As reported on Tuesday, a huge lineup of Chromebooks are on the way, two of which are from Asus (opens in new tab): the C200 and the C300. Both will be available in North America at the end of June for a starting price of $249.99 USD.
The only difference between the two Chromebooks is the overall size and weight. The C200 provides an 11.6 LED-lit glossy screen with a 1366 x 768 resolution, whereas the C300 provides a 13.3-inch LED-lit non-glossy screen with a 1366 x 768 resolution. The C200 measures just 0.8 inches thin and weighs 2.5 pounds, and the C300 is just slightly thicker and weighs 3.1 pounds.
And that's where the differences stop. Both Chromebooks are powered by Intel's Celeron N2830 "Bay Trail-M" dual-core SoC clocked at 2.42 GHz, and 2 GB of RAM. They also sport 16 GB of internal storage, an SD card slot for even more storage, and a 720p HD camera mounted just above the screen.
In addition to those features, the two Chromebooks include dual-band Wireless N and Bluetooth 4.0 connectivity, one USB 2.0 port, one USB 3.0 port, one HDMI 1.4 port, and an audio combo jack. There's also an "extra-spacious" touchpad with multi-finger gesture support, a full-size Chiclet keyboard, and a pair of speakers.
Customers looking to snatch up a laptop before the summer ends may want to give Chromebooks a shot. The $249.99 starting price isn't shabby at all, and that's likely because OEMs are shelling out licensing fees to Google (like they do with Windows/Microsoft). Presumably, the drawback is that Chrome OS is heavily dependent on the Internet. Then again, we spend most of our time on the Internet when logged into a Windows computer, so what's the difference?

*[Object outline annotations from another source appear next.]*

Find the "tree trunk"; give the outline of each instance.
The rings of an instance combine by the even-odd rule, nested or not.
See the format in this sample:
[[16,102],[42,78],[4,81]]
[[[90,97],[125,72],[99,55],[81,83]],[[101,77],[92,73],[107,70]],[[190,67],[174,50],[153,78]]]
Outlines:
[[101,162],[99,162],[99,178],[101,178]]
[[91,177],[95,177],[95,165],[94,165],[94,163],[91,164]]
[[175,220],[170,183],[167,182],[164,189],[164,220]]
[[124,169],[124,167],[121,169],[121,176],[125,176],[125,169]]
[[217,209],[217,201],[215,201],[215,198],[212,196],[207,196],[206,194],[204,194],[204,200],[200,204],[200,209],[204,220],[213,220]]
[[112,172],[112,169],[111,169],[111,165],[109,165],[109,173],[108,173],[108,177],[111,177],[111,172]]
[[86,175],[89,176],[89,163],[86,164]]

"The $249.99 starting price isn't shabby at all, and that's likely because OEMs are shelling out licensing fees to Google (like they do with Windows/Microsoft). "
More like the fact that they KNOW that they won't sell if the hike the price... which they WILL once sales start to rise. Either way it's simply a really pants machine with really low specs in the great scheme of things.
But the marketing wheels keep on turning and people get paid to push this rubbish.
Thus speaks someone who has never used one and just fears losing their IT support job in a couple of years.
A chromebook is simply another handy tool. The usability of them is increasing at a high rate. Ignore them at your peril.
$249 For an internet browser is overpriced.